The control channel works analogously but the bias winding 13. The amplitude of the generator signals 4 and 5 of the sawtooth voltage is controlled and set equal to the response value of the formers 6 and 7, and the transformers are separately magnetized.

Claims (2)

If the amplitude of the sawtooth voltage generator signal is greater than the trigger voltage of the pulse driver, then a differential reset will be performed, and if less, the stabilization error increases.
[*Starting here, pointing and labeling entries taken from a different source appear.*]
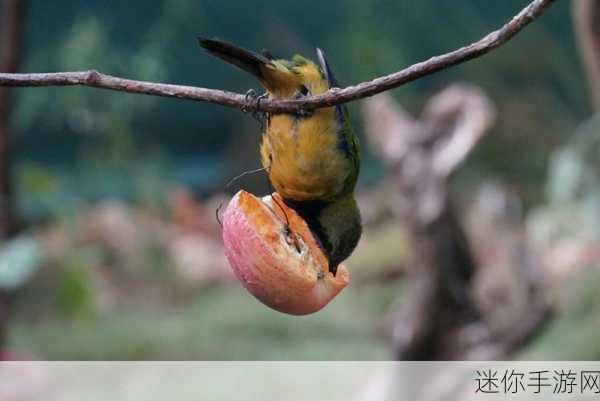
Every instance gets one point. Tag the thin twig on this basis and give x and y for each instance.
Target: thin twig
(330, 98)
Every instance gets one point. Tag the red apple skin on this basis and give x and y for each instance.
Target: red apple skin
(284, 269)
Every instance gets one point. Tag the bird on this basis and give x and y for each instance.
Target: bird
(312, 158)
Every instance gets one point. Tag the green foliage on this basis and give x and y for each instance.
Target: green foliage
(75, 292)
(576, 325)
(211, 328)
(20, 257)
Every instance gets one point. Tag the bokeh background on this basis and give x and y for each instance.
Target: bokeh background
(119, 256)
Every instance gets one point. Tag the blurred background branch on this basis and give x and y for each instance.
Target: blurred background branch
(586, 21)
(11, 41)
(336, 96)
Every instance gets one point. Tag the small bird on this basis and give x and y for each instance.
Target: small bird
(311, 157)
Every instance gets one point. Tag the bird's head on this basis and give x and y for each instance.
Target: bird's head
(282, 79)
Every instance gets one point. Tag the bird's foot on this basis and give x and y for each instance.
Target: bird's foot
(260, 116)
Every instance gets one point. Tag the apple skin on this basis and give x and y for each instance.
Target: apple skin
(283, 268)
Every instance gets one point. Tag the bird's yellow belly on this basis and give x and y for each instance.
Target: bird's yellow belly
(303, 158)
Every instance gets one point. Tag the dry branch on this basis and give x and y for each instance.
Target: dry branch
(334, 96)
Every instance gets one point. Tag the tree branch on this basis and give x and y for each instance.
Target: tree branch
(332, 97)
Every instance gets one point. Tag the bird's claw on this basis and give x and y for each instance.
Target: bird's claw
(260, 116)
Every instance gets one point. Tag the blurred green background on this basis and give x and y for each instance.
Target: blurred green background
(83, 154)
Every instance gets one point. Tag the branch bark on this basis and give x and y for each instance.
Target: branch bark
(334, 96)
(10, 49)
(11, 35)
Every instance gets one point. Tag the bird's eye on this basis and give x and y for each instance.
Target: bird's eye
(304, 90)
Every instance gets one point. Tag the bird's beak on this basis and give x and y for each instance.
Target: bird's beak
(326, 69)
(246, 60)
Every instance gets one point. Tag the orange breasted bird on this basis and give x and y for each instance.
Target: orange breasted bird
(312, 158)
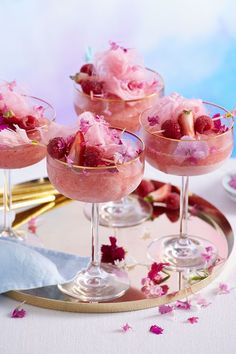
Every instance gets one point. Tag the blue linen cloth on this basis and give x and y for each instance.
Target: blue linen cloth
(26, 267)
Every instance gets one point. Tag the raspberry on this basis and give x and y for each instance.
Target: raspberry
(28, 123)
(77, 147)
(92, 156)
(87, 69)
(145, 188)
(171, 129)
(91, 85)
(57, 148)
(202, 124)
(172, 201)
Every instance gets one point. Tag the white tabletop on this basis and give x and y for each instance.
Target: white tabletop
(53, 332)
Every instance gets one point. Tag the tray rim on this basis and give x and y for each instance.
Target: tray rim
(134, 305)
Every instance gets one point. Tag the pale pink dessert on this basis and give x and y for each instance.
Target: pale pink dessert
(187, 137)
(117, 86)
(97, 163)
(23, 121)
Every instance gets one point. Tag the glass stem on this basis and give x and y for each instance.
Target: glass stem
(183, 232)
(7, 200)
(95, 239)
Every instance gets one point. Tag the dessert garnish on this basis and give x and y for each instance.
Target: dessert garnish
(117, 73)
(18, 119)
(176, 117)
(94, 144)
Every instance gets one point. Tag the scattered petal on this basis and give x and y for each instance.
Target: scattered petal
(193, 319)
(223, 289)
(202, 302)
(126, 327)
(156, 329)
(18, 312)
(163, 309)
(183, 305)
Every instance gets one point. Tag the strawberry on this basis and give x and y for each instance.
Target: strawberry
(171, 129)
(77, 149)
(159, 194)
(186, 122)
(87, 69)
(92, 85)
(203, 123)
(145, 187)
(57, 147)
(172, 201)
(92, 156)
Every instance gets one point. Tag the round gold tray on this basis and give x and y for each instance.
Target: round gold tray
(63, 227)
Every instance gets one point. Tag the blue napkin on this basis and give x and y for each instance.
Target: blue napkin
(26, 267)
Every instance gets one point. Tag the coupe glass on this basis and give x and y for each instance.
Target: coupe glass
(186, 158)
(14, 157)
(99, 281)
(123, 114)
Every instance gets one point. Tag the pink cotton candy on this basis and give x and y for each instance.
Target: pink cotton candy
(124, 74)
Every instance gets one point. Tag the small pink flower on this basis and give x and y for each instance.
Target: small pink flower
(183, 305)
(156, 329)
(32, 227)
(223, 289)
(126, 327)
(18, 312)
(202, 302)
(163, 309)
(232, 181)
(193, 319)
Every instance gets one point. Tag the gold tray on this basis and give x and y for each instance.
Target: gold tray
(73, 236)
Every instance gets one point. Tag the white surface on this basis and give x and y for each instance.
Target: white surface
(54, 332)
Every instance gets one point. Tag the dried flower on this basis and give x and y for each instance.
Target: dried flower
(163, 309)
(156, 329)
(18, 312)
(112, 253)
(223, 289)
(193, 319)
(126, 327)
(183, 305)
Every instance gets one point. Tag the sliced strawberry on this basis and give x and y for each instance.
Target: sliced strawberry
(203, 124)
(77, 149)
(145, 187)
(172, 201)
(160, 194)
(186, 122)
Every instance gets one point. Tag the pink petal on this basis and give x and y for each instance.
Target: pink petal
(163, 309)
(203, 302)
(193, 319)
(223, 289)
(18, 313)
(183, 305)
(126, 327)
(156, 329)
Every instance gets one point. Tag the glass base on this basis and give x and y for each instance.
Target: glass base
(18, 235)
(182, 254)
(97, 284)
(127, 212)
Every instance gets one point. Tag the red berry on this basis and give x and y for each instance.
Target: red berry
(57, 148)
(202, 124)
(145, 188)
(160, 194)
(172, 201)
(92, 156)
(28, 123)
(77, 149)
(171, 129)
(87, 69)
(91, 85)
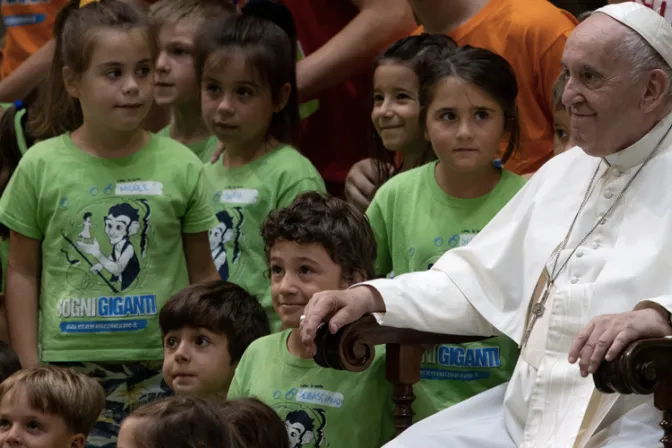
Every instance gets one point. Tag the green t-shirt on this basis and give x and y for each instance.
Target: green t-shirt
(242, 199)
(111, 233)
(320, 407)
(414, 223)
(21, 142)
(203, 149)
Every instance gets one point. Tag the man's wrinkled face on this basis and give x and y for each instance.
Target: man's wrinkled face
(602, 96)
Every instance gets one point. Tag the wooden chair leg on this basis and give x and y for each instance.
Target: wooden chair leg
(662, 399)
(403, 371)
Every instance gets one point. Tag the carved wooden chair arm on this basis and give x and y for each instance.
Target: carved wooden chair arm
(644, 367)
(353, 348)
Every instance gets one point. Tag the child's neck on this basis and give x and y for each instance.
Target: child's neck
(413, 158)
(444, 17)
(187, 124)
(295, 346)
(469, 185)
(235, 156)
(109, 143)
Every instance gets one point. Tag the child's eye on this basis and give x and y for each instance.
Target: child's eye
(561, 133)
(33, 425)
(179, 51)
(171, 342)
(113, 74)
(213, 89)
(202, 341)
(448, 116)
(143, 72)
(244, 92)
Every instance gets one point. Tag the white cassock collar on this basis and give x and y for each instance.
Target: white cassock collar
(636, 154)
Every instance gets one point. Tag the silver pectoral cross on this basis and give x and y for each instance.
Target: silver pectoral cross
(538, 310)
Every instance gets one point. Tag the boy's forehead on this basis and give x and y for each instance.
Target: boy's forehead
(185, 29)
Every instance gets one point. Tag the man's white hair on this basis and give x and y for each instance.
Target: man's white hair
(642, 56)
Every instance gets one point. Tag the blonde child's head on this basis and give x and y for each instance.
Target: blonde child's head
(561, 125)
(176, 25)
(49, 407)
(178, 422)
(102, 71)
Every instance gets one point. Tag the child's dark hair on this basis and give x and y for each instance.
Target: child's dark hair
(15, 139)
(276, 12)
(257, 425)
(340, 228)
(414, 52)
(198, 12)
(184, 422)
(9, 361)
(486, 70)
(558, 90)
(268, 51)
(221, 307)
(75, 32)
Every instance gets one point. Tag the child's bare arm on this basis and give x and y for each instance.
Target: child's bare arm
(23, 281)
(199, 259)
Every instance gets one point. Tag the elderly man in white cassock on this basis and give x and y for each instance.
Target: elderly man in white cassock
(574, 268)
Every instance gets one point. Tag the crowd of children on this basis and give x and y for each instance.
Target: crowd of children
(154, 292)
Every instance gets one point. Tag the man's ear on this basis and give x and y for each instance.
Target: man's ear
(78, 441)
(71, 81)
(656, 90)
(283, 97)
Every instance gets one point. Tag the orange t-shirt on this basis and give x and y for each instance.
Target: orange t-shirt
(531, 35)
(29, 26)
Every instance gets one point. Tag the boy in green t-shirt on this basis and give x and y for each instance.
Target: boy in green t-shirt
(318, 243)
(176, 24)
(206, 328)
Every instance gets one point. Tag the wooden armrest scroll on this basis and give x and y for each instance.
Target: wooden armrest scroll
(644, 367)
(353, 348)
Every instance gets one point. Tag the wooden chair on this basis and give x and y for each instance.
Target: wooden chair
(352, 348)
(645, 367)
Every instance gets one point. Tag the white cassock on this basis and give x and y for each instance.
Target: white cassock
(486, 287)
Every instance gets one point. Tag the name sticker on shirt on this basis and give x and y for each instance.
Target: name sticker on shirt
(320, 397)
(239, 196)
(147, 187)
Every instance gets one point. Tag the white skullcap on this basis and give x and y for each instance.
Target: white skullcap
(647, 23)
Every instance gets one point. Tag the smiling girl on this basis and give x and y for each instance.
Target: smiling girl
(467, 106)
(100, 281)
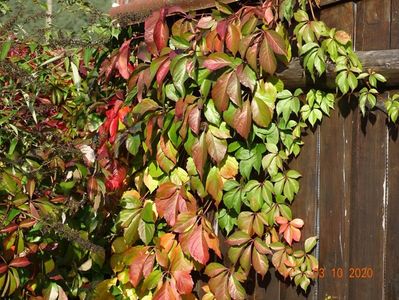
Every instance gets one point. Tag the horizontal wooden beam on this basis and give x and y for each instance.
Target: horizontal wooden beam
(137, 10)
(385, 62)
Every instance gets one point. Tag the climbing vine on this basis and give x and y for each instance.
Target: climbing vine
(182, 135)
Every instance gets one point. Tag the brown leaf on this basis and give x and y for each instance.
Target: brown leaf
(233, 38)
(243, 120)
(149, 26)
(252, 56)
(267, 59)
(170, 200)
(234, 89)
(219, 92)
(194, 119)
(161, 34)
(137, 265)
(200, 154)
(217, 148)
(123, 60)
(194, 244)
(260, 262)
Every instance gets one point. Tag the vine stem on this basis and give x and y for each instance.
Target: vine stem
(311, 10)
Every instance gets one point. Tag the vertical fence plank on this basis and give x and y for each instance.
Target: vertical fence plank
(366, 228)
(391, 260)
(395, 24)
(373, 24)
(332, 16)
(335, 174)
(305, 204)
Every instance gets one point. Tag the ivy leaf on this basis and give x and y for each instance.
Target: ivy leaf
(139, 258)
(218, 283)
(310, 243)
(214, 185)
(267, 59)
(238, 238)
(236, 290)
(194, 244)
(276, 42)
(260, 262)
(146, 105)
(179, 73)
(218, 60)
(243, 120)
(233, 38)
(219, 92)
(200, 154)
(146, 231)
(234, 89)
(161, 33)
(170, 200)
(217, 148)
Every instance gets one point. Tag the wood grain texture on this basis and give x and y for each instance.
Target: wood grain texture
(335, 195)
(391, 258)
(332, 16)
(305, 205)
(394, 24)
(373, 25)
(366, 208)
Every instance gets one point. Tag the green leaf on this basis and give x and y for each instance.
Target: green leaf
(133, 143)
(152, 280)
(179, 74)
(310, 243)
(146, 231)
(5, 47)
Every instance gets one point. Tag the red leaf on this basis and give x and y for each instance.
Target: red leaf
(149, 131)
(27, 223)
(194, 119)
(19, 262)
(149, 26)
(234, 89)
(123, 60)
(276, 42)
(252, 56)
(113, 130)
(136, 267)
(161, 34)
(193, 243)
(115, 181)
(166, 293)
(219, 92)
(221, 29)
(9, 228)
(92, 187)
(213, 242)
(184, 222)
(233, 38)
(200, 154)
(184, 282)
(3, 268)
(218, 60)
(169, 202)
(163, 71)
(267, 59)
(148, 265)
(243, 120)
(217, 148)
(259, 262)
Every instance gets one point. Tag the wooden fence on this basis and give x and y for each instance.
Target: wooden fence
(349, 193)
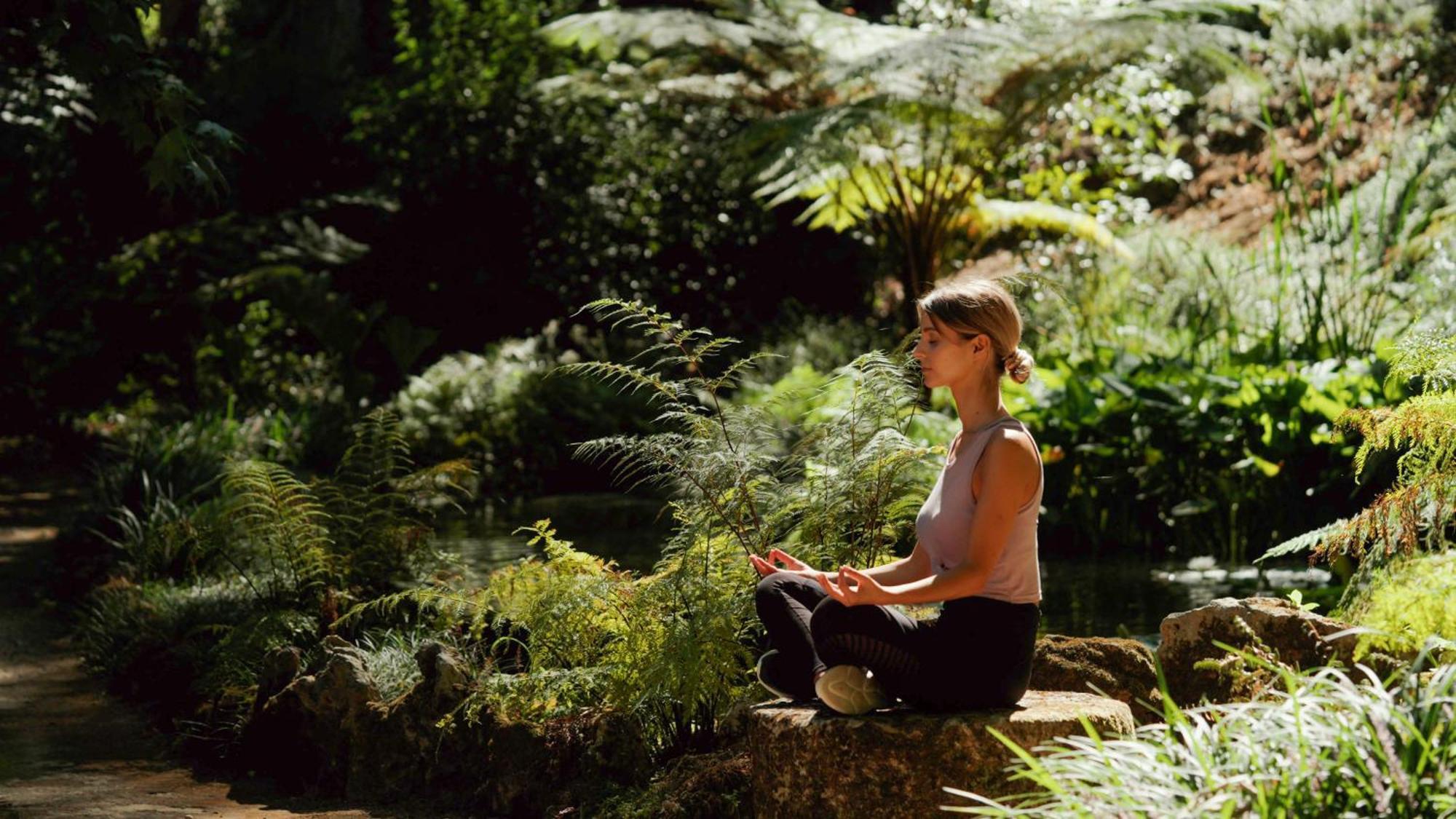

Claim 1. Device for controlling magnetically switched transformers. 7 h: ... - 7 containing a metering node, made on zener diodes and resistors, and connected to an actuator, made in the form of a differential contactless nolutfovodnikovy relay, the output of which through power amplifiers is connected to the control windings, characterized in that unification, exclusion of output voltage oscillations, simplification and increase of reliability, two pulsed phases of the driving blocks, consisting of a synchronization node of sawtooth generators, are introduced into the executive element pulse shapers, with the output of the synchronization node connected in parallel according to the connected inputs of sawtooth generators, the outputs of which are connected to successively connected decoders of the pulse shaper, and the output of the measuring motor with an artificial zero point is connected to the same inputs pulse formers through controlled rectifiers, terminated on thyristors, which control electroschr through protective diodes and low-power thyristor connected to atodami AUC: shnnyh thyristors connected to the corresponding coil control rm transfer) - Matora. 2. Device pop. 1, which is different from the fact that, in order to reduce the current and the no-load losses of the transformer and increase its efficiency by separately biasing the PM of the transformer, adjustable resistors are inserted into the input circuits of the forma- tion pulse. Sources of information taken into account in the examination 1, USSR Author's Certificate No. 298442, cl. B 23 K 9 / OO. 2. Patent GDR NO 1277О1 (application No. 1757673 / 25-27 in the USSR with a positive decision) (prototype).